He’s better off ordering an annealer.
You can go quite far with 100 pieces of brass if you don’t stretch the primer pockets or over work the brass.
I had 23 firings on 200 pieces of Lapua 308 brass. I retired the brass when I swapped barrels.
I have 338 Lapua brass (Lapua) with 10 firings of 90gr of H1000.
I fired Lapua 308 brass 40 times and never annealed it once.
The neck begins to spring back so I just made a .001" smaller bushing, on the lathe for free, and keep shooting.
These were max load charges, on the cases, after 40 reloads, the brass keeps stretching, and needs trimming, cycles, you will see the headspace seperatetion similar to the magnum cases described., then discard the cases it can be seem and felt with a hook tool internally down at the head there is a distinct bump in the case where it should be smooth.

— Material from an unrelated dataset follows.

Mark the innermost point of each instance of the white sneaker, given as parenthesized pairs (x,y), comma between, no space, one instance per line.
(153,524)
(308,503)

I have shot belted magnums for many years, never annealed them, and never had a problem with them, just use the shoulder to headspace after the first firing. No special tools needed.
Even fired a too hot load with a QL recommended powder, with a 200 gr SMK st 3280 fps, didn't blow the primer but expanded the pocket too much, a stiff bolt lift, but the whole case came out no seperation problem.
I form lots of wildcats and anneal them because of all the brass movement on some. A flame and a homemade holder made in the lathe, the brass turned in the lathe with a touch flame to the neck/shoulder...works great. No expensive annealer needed ...at all.
Some test were done and even way over annealed the brass, but they all shot about the same group size, with the over annealed slightly better...LOL. Annealing brass is not a high tech endeavor .
Spend your money on whatever...don't care, or anneal on ever firing, but I have better things to do...time consuming and brass isn't that expensive for many calibers.
I, only anneal when case forming, in most cases. And it will help with shoulder spring back especially in forming cases, but it's better, or at least add, turning the complete neck and shoulder back in the lathe, with the exact angle, example 308, or 30-06 to 8.6 Blackout, for a perfect smooth fit in the chamber. Depending on brass condition from manufacturer, annealing on the first step will collapse the case. A special home built die is made the first step can be done with a dry case, but a light spray is used here, shoulders come out very nice.
Or sometimes basic cases come in all hard from Starline and requires annealing in every step... so for me it depends...but I don't use it on already factory formed cases for the caliber I'm shooting.